While aligning economics and incentives to present-day customer and system needs sounds simple on the surface, the challenges associated with untangling and modernizing legacy utility incentive models are, to understate it drastically, complex.

At the event, Cara Goldenberg, principal in RMI’s electricity practice, laid out the outdatedness of legacy cost-of-service regulation (COSR), as well as how the capex-centric nature of these models often deters and disincentivizes utilities from adopting many GETs. The issues with COSRs are layered, but the crux of the misalignment centers around existing models driving utility preference for capital-intensive projects like new generation or distribution to maximize earnings. Alternative solutions, including GETs, are instead funded through operating expenses.

Some progress is being made in many states, Massachusetts among them, to move away from COSR. The alternatives are performance-based regulation (PBR) models, though those come with challenges of their own, including the additional costs associated with collecting the necessary data for metric tracking; the risk of counterproductive outcomes associated with reduced utility earnings opportunities for electrification investments; and likely implementation delays, given the complexity and contentiousness of program reform.

Despite these, PBRs are already helping states push utilities to consider non-capex options. Performance-based approaches including revenue decoupling, performance incentive mechanisms, and multi-year rate plans are enabling states like Hawaii, New York, and Colorado to better promote AMI utilization, facilitate DER interconnection and utilization, and reduce peak loads.

While there are still technical challenges to overcome before GETs can be deployed system-wide, updating legacy COSR models to align with modern-day challenges needs to be a priority to overcome the uphill battle these solutions have faced to-date.

Accelerating technology evaluation and deployment

Beyond incentive misalignment, the event also highlighted how inefficiencies in utilities’ current technology evaluation and deployment approaches hinder widespread GET adoption — and approaches that can be taken to accelerate the process.

While the tech space’s “fail fast” mantra is often viewed as a blueprint to deploying new solutions across different industries, utilities don’t have the luxury of being able to fully employ a trial and error approach to innovating.

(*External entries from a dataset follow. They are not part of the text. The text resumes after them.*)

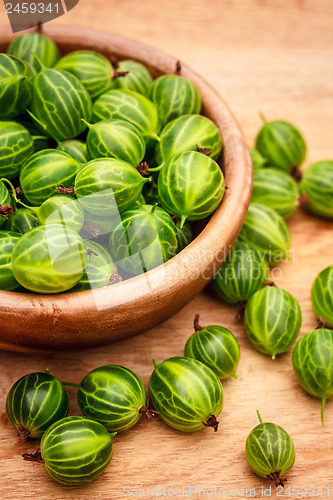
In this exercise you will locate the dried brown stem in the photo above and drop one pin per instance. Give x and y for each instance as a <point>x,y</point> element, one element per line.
<point>149,412</point>
<point>6,210</point>
<point>296,173</point>
<point>91,252</point>
<point>33,457</point>
<point>212,422</point>
<point>275,477</point>
<point>143,168</point>
<point>119,74</point>
<point>93,230</point>
<point>204,151</point>
<point>114,278</point>
<point>196,325</point>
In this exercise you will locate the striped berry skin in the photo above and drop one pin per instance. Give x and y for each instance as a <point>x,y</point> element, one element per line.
<point>187,133</point>
<point>272,320</point>
<point>187,394</point>
<point>29,45</point>
<point>217,348</point>
<point>322,296</point>
<point>282,144</point>
<point>7,242</point>
<point>76,148</point>
<point>16,145</point>
<point>98,267</point>
<point>145,238</point>
<point>130,106</point>
<point>241,275</point>
<point>270,451</point>
<point>316,188</point>
<point>4,200</point>
<point>116,139</point>
<point>190,186</point>
<point>258,161</point>
<point>313,364</point>
<point>76,450</point>
<point>276,189</point>
<point>22,221</point>
<point>44,171</point>
<point>61,209</point>
<point>36,401</point>
<point>59,104</point>
<point>112,395</point>
<point>93,70</point>
<point>15,86</point>
<point>138,78</point>
<point>48,259</point>
<point>265,230</point>
<point>107,186</point>
<point>173,96</point>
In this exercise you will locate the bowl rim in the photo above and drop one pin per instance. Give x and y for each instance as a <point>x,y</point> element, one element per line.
<point>201,252</point>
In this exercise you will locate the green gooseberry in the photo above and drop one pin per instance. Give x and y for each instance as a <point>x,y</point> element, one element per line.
<point>241,275</point>
<point>190,186</point>
<point>184,235</point>
<point>216,347</point>
<point>98,267</point>
<point>270,451</point>
<point>93,70</point>
<point>137,77</point>
<point>107,186</point>
<point>7,242</point>
<point>272,320</point>
<point>322,296</point>
<point>276,189</point>
<point>114,396</point>
<point>44,171</point>
<point>150,191</point>
<point>265,230</point>
<point>26,47</point>
<point>129,106</point>
<point>316,188</point>
<point>15,86</point>
<point>76,450</point>
<point>59,103</point>
<point>61,209</point>
<point>313,367</point>
<point>22,220</point>
<point>16,145</point>
<point>5,204</point>
<point>258,161</point>
<point>115,139</point>
<point>186,393</point>
<point>173,96</point>
<point>76,148</point>
<point>282,144</point>
<point>48,259</point>
<point>145,238</point>
<point>189,133</point>
<point>35,402</point>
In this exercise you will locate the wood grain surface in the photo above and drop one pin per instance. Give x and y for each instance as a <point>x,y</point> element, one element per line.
<point>269,55</point>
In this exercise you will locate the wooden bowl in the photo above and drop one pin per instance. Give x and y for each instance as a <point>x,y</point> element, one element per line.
<point>31,322</point>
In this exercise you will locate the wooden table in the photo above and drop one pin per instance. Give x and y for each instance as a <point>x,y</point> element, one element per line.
<point>269,55</point>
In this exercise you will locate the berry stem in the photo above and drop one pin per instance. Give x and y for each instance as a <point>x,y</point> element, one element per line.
<point>259,417</point>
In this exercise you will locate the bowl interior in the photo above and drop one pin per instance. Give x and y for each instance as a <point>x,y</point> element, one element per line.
<point>30,321</point>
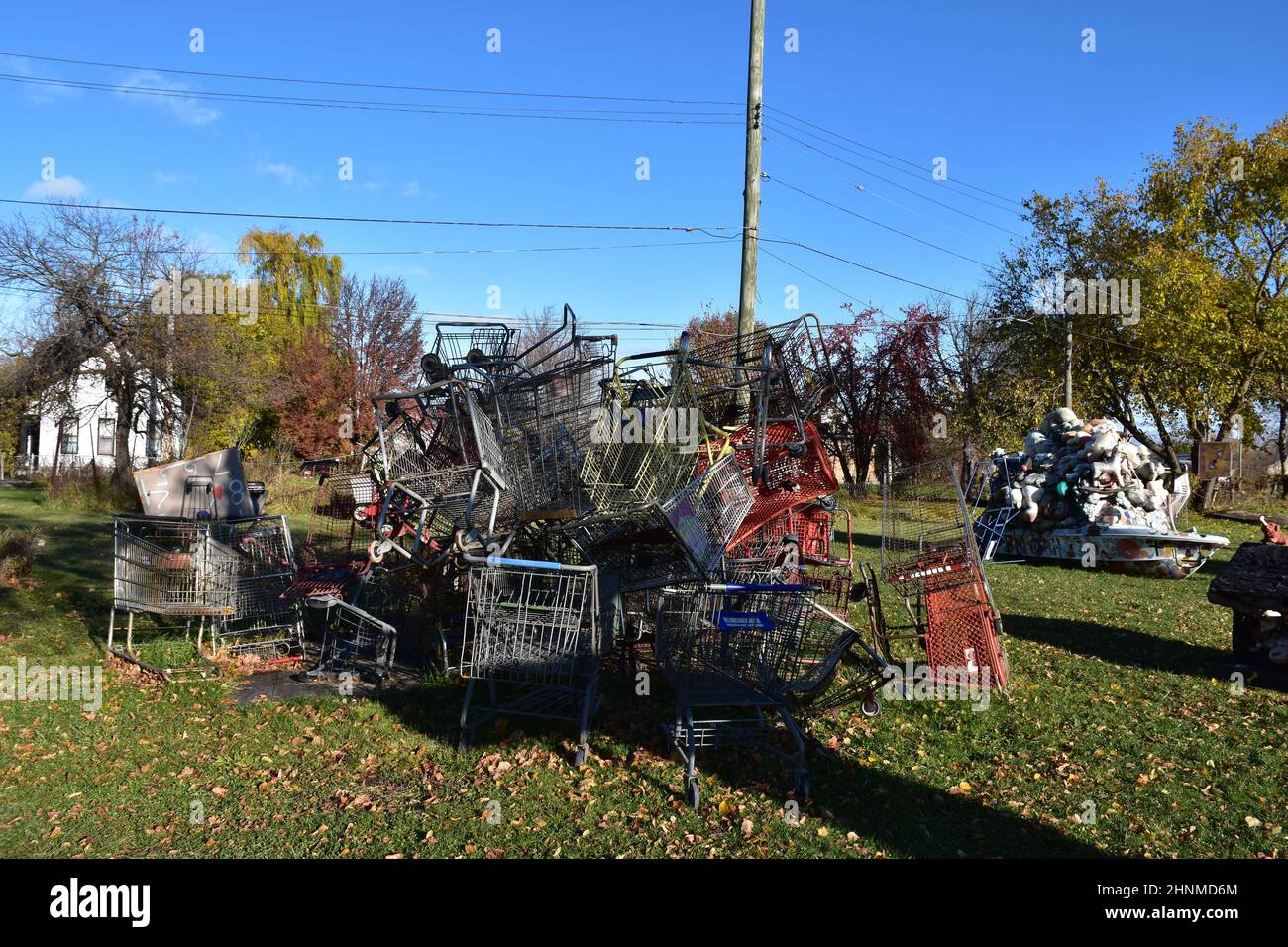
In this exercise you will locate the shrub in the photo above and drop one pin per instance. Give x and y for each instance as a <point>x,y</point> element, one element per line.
<point>18,551</point>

With that in mind, emerging efforts center around ways to accelerate evaluating, testing, piloting, and deploying new solutions, while minimizing service disruption risks and enabling utilities to maintain operations.

Three weeks into the role, Massachusetts’ newly appointed assistant secretary of energy, Josh Ryor, walked the gathering through Connecticut’s Innovation Energy Solutions program, which he previously helped run. The program’s primary purposes were two-fold: support the Public Utilities Regulatory Authority’s framework for an equitable, modern grid, and deploy high-value project solutions that might not otherwise be possible or expedient within the current regulatory environment.

Embracing the “fail fast” approach, the program runs through four phases, spanning ideation and screening, prioritization and selection, project deployment, and assessment and scale. It’s core priority: break away from traditional, often never-ending pilot cycles and instead move toward an accelerated, pilot- to full-scale deployment process.

So far, the program has awarded funding to companies including GridEdge Networks, KrakenFlex, Piclo, Smarter Grid Solutions, and Tantalus for solutions that span vehicle-to-grid, DER management services, and broader grid services.

While it’s only a single example, Connecticut's IES program demonstrates ways other states can design programs that embrace the urgency of the moment and accelerate technology deployment, while balancing utility reliability concerns. And — given the response in the room from a diverse coalition of policy makers, utility executives, line workers, technology vendors, and other industry representatives in attendance — industry stakeholders seem eager for a path to doing just that.